Even in medical school, I was trained to use pharmaceuticals first and foremost. I was never really taught cause; I just learned how to fix. This is how our system operates. Traditional health care is great at saving lives but it sucks at preventing disease. Promising therapies don’t get approved for human use because they do not fit into a one-pathway fix, not because they are ineffective or unsafe, but because they are not profitable enough to justify the regulatory investment. BPC-157 treats chronic pain, inflammatory bowel disease, and neuroinflammation. It’s one treatment for many different things, making it very hard for a pharmaceutical company to market and study. We have a system built around scalable, long-term pharmacologic use, a system I was trained in. These peptides just don’t fit into that system.

Navigating the regulatory landscape

Regulatory structures further reinforce this imbalance. As FDA oversight of compounded peptides tightened, many compounds fell into a gray zone: not approved drugs, not permitted bulk substances for routine compounding, and therefore not realistically studyable in large human trials. This creates a self-reinforcing cycle: No approval without trials, no trials without funding, and no funding without exclusivity. The system does not explicitly ban these compounds; it simply provides limited viable pathways for advancement or prescribers like us to use them or understand them for human use.

This context helps explain why peptides can be prescribed in certain states. Some peptides exist within a more permissive regulatory framework at the state level. For example, Florida’s pharmacy and medical board regulations allow licensed compounding pharmacies to prepare certain peptides when they meet criteria for physician-directed, patient-specific prescribing and are not explicitly prohibited by the FDA. This does not mean the peptide is FDA-approved, many times it is not, but it does mean that, under state authority, physicians can legally prescribe it when pharmacies are willing to compound it and assume responsibility for compliance. In effect, state-level regulation has created a narrow but functional clinical pathway where federal approval has not.

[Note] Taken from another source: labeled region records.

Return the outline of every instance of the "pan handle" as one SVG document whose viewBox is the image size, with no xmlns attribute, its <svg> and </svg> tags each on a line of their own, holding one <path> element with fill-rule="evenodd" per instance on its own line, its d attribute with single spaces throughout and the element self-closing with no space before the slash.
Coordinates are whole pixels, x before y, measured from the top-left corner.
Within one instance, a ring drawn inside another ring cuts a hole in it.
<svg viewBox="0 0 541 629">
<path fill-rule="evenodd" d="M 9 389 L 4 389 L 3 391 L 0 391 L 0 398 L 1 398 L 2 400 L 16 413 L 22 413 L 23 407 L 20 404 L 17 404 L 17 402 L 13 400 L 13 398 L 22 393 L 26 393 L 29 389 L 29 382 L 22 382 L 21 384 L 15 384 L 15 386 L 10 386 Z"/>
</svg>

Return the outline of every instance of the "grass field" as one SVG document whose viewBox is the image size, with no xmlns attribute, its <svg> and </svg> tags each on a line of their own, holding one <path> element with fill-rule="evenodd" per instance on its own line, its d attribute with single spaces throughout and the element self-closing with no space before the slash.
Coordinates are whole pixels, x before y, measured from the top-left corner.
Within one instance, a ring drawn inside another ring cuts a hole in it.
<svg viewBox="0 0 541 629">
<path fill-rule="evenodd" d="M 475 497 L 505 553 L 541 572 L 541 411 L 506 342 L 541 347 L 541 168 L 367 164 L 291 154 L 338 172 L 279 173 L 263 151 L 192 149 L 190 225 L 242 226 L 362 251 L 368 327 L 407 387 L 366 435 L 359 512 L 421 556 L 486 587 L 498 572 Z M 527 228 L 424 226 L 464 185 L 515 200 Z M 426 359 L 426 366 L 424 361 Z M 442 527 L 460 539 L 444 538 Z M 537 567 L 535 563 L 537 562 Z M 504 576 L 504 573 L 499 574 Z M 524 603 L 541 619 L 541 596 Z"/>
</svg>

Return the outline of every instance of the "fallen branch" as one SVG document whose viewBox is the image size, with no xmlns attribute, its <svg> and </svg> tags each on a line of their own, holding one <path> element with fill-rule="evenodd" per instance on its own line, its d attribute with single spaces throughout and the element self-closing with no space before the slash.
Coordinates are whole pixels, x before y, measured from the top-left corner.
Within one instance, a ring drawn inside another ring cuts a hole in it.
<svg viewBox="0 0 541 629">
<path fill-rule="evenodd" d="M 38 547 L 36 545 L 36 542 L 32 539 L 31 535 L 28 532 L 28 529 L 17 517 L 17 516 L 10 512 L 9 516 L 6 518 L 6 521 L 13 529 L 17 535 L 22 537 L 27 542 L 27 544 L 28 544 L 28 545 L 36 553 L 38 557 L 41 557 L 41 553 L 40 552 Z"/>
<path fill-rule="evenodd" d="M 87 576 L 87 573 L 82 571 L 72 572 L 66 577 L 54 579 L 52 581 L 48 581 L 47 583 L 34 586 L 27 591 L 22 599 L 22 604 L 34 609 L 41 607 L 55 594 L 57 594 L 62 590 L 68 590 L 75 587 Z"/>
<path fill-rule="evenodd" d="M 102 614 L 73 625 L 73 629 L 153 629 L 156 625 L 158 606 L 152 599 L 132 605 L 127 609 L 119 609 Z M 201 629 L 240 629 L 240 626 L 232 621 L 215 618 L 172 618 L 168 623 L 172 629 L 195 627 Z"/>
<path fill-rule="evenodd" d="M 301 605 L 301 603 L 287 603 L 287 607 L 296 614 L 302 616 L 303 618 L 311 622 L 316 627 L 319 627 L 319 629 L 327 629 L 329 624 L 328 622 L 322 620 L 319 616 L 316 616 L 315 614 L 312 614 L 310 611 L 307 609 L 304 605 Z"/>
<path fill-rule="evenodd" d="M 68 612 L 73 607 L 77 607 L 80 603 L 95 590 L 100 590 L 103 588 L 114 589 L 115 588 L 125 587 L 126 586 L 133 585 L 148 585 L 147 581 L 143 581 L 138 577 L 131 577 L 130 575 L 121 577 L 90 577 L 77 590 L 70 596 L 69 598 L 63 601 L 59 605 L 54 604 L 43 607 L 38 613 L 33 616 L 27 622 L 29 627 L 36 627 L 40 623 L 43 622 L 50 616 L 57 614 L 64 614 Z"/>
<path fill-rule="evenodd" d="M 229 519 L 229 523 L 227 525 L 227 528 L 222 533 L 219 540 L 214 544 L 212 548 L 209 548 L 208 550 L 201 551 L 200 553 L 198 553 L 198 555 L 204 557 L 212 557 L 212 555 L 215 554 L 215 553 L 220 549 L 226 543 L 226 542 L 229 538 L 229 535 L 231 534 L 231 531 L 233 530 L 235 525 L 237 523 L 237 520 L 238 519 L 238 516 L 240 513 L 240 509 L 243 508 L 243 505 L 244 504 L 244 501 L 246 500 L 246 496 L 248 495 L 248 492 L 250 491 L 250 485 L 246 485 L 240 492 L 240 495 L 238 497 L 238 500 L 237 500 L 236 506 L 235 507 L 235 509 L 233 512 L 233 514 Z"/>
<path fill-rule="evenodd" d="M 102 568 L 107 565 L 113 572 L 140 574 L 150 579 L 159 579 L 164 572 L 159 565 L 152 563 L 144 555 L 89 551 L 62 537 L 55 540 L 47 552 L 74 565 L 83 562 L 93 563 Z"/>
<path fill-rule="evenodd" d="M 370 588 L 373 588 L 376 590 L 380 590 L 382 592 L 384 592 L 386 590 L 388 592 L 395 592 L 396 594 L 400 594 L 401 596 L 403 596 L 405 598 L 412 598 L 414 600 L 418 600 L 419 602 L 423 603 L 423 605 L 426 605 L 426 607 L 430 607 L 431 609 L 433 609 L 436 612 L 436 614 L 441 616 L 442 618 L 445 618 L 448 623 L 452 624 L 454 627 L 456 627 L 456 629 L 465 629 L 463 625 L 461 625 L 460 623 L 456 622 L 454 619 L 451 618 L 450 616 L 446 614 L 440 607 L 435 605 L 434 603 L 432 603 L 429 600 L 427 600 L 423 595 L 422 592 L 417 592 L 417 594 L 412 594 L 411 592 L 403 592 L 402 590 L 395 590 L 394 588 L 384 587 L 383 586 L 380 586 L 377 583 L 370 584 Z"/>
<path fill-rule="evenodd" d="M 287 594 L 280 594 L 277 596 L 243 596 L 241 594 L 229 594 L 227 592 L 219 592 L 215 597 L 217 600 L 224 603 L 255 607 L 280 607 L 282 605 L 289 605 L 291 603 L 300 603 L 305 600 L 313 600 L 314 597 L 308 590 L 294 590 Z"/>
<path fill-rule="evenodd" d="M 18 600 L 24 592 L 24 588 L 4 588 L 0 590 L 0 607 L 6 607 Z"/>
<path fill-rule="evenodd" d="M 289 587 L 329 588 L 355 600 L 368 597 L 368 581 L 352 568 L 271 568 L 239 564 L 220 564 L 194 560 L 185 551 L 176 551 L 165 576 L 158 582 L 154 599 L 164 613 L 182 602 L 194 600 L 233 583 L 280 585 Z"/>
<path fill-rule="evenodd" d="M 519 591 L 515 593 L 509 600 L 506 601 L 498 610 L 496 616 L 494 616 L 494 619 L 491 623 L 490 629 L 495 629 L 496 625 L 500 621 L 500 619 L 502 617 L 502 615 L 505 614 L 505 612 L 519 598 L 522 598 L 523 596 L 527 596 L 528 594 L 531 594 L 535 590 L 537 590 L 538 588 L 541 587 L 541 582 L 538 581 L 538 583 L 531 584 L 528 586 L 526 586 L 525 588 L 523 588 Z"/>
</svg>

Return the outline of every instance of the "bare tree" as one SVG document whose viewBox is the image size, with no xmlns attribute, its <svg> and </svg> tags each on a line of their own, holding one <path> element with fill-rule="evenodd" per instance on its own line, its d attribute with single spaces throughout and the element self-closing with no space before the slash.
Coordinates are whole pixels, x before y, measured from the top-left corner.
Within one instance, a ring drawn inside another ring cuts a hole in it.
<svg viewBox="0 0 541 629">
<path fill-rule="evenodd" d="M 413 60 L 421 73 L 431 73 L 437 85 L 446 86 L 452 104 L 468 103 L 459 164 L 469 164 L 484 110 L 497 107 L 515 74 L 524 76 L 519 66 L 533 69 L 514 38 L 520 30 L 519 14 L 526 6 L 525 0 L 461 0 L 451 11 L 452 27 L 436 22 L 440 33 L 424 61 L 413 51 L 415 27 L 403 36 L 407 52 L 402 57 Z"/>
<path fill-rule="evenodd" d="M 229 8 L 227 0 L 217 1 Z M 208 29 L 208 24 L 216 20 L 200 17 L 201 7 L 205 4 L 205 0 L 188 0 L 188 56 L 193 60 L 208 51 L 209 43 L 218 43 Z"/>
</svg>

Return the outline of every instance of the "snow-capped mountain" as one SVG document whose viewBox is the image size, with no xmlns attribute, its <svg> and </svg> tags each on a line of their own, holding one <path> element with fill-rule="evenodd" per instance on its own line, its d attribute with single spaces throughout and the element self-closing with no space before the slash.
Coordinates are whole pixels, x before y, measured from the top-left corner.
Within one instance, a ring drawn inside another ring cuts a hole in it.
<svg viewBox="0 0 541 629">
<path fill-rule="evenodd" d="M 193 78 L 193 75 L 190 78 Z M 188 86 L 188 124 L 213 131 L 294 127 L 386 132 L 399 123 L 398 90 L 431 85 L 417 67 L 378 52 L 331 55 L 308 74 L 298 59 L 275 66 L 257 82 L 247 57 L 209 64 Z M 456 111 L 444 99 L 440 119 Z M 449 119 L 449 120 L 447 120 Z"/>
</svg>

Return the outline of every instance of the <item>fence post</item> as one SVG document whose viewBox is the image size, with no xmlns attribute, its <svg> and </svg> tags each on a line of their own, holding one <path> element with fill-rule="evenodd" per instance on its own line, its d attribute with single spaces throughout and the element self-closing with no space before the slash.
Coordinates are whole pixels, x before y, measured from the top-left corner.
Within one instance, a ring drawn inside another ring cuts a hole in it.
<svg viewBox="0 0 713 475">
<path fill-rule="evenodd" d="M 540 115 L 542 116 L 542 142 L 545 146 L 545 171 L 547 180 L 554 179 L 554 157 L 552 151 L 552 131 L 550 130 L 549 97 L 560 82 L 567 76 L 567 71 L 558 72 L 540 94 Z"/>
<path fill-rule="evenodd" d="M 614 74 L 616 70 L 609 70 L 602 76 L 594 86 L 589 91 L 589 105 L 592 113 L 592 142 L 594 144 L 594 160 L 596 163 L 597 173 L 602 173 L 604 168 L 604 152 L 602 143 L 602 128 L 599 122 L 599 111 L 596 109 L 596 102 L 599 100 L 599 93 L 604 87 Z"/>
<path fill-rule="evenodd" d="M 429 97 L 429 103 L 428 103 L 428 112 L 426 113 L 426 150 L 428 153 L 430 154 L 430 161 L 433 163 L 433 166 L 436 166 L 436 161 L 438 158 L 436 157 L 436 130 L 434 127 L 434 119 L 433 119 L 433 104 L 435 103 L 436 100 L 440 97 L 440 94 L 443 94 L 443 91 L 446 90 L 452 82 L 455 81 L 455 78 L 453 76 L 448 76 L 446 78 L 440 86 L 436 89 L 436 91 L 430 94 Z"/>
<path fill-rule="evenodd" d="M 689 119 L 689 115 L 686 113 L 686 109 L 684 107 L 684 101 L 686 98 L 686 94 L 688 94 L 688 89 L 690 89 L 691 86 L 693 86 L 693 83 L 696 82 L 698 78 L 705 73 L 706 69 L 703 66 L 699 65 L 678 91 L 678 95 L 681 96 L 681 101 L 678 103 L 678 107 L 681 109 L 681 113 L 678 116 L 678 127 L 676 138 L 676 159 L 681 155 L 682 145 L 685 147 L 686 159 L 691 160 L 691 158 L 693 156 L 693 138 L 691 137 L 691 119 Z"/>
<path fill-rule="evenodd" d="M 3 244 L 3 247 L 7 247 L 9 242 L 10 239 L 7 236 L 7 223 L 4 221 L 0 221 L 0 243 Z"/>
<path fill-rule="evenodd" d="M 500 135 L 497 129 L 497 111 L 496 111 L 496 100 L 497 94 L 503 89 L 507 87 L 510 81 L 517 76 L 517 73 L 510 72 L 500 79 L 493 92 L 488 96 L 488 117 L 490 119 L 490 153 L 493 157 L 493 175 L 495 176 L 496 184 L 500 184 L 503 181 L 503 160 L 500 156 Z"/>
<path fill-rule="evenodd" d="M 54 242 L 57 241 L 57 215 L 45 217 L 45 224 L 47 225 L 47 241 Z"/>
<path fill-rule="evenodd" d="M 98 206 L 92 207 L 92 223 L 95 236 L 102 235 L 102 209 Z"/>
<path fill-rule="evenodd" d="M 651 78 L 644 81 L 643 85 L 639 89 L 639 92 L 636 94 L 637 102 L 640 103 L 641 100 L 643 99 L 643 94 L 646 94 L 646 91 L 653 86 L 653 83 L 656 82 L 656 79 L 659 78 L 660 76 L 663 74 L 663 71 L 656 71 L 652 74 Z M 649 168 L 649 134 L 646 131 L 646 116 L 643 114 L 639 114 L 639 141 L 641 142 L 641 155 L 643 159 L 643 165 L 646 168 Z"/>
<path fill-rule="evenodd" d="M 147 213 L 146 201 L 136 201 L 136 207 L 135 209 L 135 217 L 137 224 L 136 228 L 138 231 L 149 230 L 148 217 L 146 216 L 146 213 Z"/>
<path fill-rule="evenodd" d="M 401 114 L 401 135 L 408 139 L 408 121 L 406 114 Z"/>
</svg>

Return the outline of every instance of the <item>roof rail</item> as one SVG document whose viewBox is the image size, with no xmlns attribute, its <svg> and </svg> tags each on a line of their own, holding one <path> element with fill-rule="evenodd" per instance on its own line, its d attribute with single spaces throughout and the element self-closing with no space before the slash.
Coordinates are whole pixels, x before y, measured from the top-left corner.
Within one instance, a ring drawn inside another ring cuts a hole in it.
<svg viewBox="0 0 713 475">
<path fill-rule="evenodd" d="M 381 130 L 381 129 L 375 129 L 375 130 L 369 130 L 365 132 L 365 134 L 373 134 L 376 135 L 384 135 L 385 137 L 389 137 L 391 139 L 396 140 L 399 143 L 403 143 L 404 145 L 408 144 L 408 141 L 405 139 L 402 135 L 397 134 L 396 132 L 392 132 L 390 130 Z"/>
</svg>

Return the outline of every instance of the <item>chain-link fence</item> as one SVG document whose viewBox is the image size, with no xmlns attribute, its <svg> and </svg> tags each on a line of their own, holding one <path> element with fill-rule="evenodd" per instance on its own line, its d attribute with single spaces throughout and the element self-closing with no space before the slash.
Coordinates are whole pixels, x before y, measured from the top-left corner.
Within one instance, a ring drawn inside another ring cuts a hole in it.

Other compounding pharmacies want in on the money and don’t care about oversight, offering banned and even unsafe compounds. Doctors are the only thing standing between these compounding pharmacies, research peptide distributors, and pharmaceutical companies. We have a responsibility to our patients to navigate these spaces and understand them. And we have an ethical obligation not to prescribe “research chemicals.”

For us, as doctors who care about our patients, the takeaway is not to abandon scientific rigor or regulatory caution, but to recognize the structural and economic biases that determine which therapies advance and which stagnate. The absence of large human trials does not automatically imply inefficacy or danger; it often reflects misalignment with the financial and institutional incentives that currently drive medicine. Understanding this landscape allows physicians to engage peptide therapies thoughtfully, ethically, and with clear eyes about both their potential and their limitations.

We can conduct a risk-benefit discussion with our patients and safely prescribe some peptides, but it’s up to each clinician to decide what to offer, and up to the patient to decide what to take. It is our responsibility to navigate this space cautiously, with consent, in the doctor-patient relationship and within the confines and respect of our state laws and overseeing boards. It is possible, it is safe, and in my opinion, it is the right thing to do, so we can continue to do what we came to this space to do: help our patients truly heal.

Stephanie Phillips is a family physician.